What Changes With Implants
Dental implants used as anchors for a denture are one of the most transformative things modern dentistry can offer a patient who has lost all or most of their teeth. The difference between a conventional denture and an implant-supported denture is not a minor upgrade. For most patients it is a complete change in how they experience daily life.
Here is what implants do. Titanium posts are placed into the jawbone at strategic positions and allowed to integrate with the bone over a healing period. Once integrated, the denture attaches directly to those posts with snapping connectors rather than resting on the gum tissue. The denture is stable. It does not move when you chew. It does not float up when you bite into something. It does not require adhesive.
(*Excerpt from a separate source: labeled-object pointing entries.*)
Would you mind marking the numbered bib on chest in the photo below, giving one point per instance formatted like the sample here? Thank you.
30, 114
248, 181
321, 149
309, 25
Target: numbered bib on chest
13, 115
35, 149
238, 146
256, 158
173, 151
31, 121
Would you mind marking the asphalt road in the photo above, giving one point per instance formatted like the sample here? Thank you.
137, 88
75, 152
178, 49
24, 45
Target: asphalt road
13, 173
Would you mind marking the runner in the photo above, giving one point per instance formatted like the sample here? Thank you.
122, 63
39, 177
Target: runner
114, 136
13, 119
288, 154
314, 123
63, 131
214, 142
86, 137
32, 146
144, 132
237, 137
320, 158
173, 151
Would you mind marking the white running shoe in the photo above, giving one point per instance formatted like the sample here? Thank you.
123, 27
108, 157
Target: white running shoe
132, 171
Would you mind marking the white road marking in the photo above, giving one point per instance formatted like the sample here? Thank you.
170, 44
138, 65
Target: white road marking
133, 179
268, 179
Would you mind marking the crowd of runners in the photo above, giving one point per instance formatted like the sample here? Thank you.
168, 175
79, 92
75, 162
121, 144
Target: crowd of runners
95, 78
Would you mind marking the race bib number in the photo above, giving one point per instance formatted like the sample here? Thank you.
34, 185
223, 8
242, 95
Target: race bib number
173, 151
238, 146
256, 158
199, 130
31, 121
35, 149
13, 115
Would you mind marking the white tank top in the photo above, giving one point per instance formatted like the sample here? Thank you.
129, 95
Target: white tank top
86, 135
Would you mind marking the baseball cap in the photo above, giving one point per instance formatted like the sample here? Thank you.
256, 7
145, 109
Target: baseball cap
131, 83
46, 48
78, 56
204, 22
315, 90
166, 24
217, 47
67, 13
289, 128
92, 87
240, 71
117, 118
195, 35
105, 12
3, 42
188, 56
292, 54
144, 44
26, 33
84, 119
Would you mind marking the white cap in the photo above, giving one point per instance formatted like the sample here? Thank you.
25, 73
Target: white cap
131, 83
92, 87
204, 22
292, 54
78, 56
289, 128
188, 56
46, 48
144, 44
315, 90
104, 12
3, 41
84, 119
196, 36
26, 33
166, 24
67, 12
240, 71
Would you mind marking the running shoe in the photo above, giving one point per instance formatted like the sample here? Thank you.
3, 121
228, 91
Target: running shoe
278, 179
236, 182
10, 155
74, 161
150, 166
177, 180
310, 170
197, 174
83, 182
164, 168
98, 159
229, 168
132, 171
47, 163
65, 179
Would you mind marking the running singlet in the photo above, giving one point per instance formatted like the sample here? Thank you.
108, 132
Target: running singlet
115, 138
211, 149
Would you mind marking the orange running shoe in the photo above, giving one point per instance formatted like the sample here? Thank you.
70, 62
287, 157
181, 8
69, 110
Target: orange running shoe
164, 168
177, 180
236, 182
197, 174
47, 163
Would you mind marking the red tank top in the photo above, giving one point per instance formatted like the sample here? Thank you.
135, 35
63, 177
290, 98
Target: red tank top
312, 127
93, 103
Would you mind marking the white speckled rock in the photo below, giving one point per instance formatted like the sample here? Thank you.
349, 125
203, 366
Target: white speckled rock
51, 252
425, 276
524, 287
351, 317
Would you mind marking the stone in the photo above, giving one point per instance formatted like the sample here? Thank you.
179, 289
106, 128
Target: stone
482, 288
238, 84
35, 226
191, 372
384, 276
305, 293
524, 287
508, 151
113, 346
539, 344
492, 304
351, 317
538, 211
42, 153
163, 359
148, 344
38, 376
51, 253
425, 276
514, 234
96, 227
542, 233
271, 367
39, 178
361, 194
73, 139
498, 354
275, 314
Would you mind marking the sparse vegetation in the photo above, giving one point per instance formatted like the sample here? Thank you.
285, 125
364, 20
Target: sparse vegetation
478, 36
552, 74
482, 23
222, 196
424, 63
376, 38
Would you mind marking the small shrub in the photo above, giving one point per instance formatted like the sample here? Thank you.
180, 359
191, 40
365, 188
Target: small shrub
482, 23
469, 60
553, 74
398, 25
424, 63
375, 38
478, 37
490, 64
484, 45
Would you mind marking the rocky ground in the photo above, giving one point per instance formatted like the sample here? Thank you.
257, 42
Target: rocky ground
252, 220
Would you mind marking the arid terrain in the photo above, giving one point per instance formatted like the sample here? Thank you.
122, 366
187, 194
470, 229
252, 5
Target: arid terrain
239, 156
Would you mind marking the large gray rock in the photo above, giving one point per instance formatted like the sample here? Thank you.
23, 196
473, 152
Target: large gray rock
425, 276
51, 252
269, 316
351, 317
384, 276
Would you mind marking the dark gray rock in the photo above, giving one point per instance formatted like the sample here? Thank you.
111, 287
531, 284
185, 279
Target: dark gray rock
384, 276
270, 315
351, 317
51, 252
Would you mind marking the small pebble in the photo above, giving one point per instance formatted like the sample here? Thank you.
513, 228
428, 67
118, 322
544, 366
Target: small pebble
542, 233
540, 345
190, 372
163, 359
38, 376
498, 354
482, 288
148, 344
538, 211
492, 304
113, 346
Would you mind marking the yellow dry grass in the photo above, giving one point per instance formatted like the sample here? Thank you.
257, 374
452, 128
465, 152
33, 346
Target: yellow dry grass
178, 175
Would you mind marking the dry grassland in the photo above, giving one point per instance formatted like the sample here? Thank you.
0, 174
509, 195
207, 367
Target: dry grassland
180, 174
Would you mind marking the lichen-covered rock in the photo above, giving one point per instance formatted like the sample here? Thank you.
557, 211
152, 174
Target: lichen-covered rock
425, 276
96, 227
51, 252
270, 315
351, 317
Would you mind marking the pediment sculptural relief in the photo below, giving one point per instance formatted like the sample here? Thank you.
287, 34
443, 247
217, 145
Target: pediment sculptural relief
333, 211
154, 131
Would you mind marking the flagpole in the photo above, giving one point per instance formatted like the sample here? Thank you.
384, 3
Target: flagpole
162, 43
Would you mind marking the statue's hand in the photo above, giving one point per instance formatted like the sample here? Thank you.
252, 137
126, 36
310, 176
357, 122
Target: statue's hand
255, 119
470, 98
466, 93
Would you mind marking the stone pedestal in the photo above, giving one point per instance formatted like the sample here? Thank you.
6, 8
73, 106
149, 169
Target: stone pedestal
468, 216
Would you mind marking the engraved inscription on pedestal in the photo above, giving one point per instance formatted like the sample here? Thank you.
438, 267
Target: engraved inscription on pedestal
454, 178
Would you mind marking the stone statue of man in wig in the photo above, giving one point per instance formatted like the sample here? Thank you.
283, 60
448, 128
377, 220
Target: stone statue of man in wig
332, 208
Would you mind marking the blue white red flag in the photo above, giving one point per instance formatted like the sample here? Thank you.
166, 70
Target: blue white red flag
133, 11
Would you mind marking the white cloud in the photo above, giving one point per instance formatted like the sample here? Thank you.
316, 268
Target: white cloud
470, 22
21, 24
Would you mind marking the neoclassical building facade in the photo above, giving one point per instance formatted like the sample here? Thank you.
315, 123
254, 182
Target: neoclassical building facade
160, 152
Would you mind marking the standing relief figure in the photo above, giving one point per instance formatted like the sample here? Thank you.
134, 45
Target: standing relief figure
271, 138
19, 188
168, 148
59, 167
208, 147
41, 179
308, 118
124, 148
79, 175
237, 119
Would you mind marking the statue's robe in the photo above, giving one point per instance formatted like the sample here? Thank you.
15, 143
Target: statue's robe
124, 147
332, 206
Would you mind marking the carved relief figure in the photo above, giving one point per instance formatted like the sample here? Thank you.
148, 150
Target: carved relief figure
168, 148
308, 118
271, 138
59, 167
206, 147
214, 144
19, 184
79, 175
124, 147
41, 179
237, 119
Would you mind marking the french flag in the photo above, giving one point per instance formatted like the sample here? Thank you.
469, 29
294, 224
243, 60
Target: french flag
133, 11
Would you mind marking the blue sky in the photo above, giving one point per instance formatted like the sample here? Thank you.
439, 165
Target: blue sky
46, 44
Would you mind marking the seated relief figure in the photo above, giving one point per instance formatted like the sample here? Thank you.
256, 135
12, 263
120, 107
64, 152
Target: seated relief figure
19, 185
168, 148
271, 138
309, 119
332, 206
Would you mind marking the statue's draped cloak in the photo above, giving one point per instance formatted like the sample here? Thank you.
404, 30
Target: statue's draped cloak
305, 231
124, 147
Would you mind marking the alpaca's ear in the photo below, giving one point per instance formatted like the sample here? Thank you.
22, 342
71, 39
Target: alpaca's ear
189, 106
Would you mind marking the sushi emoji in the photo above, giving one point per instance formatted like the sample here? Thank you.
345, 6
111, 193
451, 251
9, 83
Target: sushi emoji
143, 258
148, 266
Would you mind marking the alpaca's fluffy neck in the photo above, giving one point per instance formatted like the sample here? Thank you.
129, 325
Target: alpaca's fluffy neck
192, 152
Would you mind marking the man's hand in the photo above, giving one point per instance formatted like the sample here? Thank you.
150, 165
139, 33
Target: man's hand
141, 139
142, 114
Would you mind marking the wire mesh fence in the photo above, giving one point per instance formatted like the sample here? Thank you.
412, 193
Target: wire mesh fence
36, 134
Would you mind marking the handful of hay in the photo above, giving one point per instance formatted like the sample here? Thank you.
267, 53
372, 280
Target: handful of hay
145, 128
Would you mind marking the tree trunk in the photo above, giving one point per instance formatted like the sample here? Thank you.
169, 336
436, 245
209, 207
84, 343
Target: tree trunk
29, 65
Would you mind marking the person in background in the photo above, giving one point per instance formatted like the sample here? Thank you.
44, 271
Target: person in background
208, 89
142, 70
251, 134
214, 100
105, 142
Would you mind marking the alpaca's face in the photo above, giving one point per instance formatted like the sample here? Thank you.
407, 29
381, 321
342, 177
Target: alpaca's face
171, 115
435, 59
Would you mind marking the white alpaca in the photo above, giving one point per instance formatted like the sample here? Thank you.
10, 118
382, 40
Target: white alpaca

Chewing capacity with an implant-supported denture is much higher than with a conventional denture and is closer to what natural teeth provide. Patients who make the transition often describe being able to eat things they had not eaten in years. They stop feeling self-conscious about their denture shifting in social situations. They stop planning their meals around what they think they can manage. For a lot of patients, the word they use is freedom.
The jawbone also benefits. When teeth are lost, the bone that supported them begins to resorb over time because it no longer has a functional purpose. This is the reason denture fit changes over the years and the reason long-term denture wearers develop the characteristic sunken facial appearance that accelerates the look of aging. Implants stimulate the bone the way tooth roots do and slow or stop that resorption process. An implant-supported denture protects the jaw bone from further changes.